I don’t really care too much for abstract ideas without direct usefulness in my ‘everydayness’, so I doubt I would contemplate all the possible abstractions too seriously. But I was struck by how much the pen, my transformation of it, and my use of it, reveals about the world I live in, and my own purposes within it.
It is a world which has metallurgy and plastics (the grip and ink feeding mechanism are not metal). A world that has advanced industrial manufacturing techniques to mass-produce the pen, and that has a political economy in which there is a mass demand for the pen, among many others. It is a world in which I know how to write, implying an education in at least grammar, if not also a variety of other subjects on which I write.

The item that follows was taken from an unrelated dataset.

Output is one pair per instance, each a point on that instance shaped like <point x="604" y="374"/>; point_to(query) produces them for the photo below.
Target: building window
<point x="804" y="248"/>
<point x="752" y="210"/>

A world in which I see value in writing. A world in which I have the aesthetic inclination to prefer fountain pens to other kinds of pen, and to at least split my written communication between the handwritten and the typed. A world in which I can have (afford?) more than one pen. And all of that, I reckon, makes up the usefulness of Heidegger’s concept of unconcealment with his wider conception of human existence as communal, specific to time and place, but with everydayness (me just using the pen to write) concealing the true nature of my ‘being of Being’.
It also helps to explain Heidegger’s influence on others. For example, his focus on human existence as prerequisite to all other ideas becomes Jean Paul Sartre’s existential catch-cry: ‘Existence precedes essence’. Althusser’s interpellation—people recognizing themselves as subjects of a controlling state—becomes an explanation of concealment. Derrida’s deconstruction becomes a method of unconcealment.
Earlier on I wrote about an object lesson. In this case a drunken piece of vandalism in scraping lacquer off a pen. If I had not been reading Heidegger for the day or so prior, would this have remained just a bit of mucking about?
In his lectures on truth, Heidegger’s examination of Plato’s allegory of the cave leads to a conclusion that it is philosophers who lead others to an unconcealment of truth. Did reading Heidegger drive me to quaff a few too many beers? Unlikely. I would have done so even without the reading matter. But reading Heidegger did lead me to contemplate a way of looking at things that exceeded the everyday ‘common sense’ interpretation of what I was doing: scraping away perished lacquer. Not working at unconcealment.
It might well be argued that Heidegger, long after his death, inspired me to see a bit more than just the everyday in my Friday night activity. In that sense, Heidegger wasn’t just boasting when he put himself forward as a philosopher like the one in Plato’s cave, leading people to (en)light(enment), even well after his death. Because he wrote it all down. So generations in his own future could read it. Probably using a fountain pen, too.
1Martin Heidegger (2010). Gregory Fried and Richard Polt, trans, Being and Truth. Indiana University Press.t
2David Ebrey and Richard Kraut, (2022). ‘Introduction to the Study of Plato’, in David Ebrey and Richard Kraut editors (2022). The Cambridge Companion to Plato, second edition. Cambridge University Press, pp 1—38 (p 19).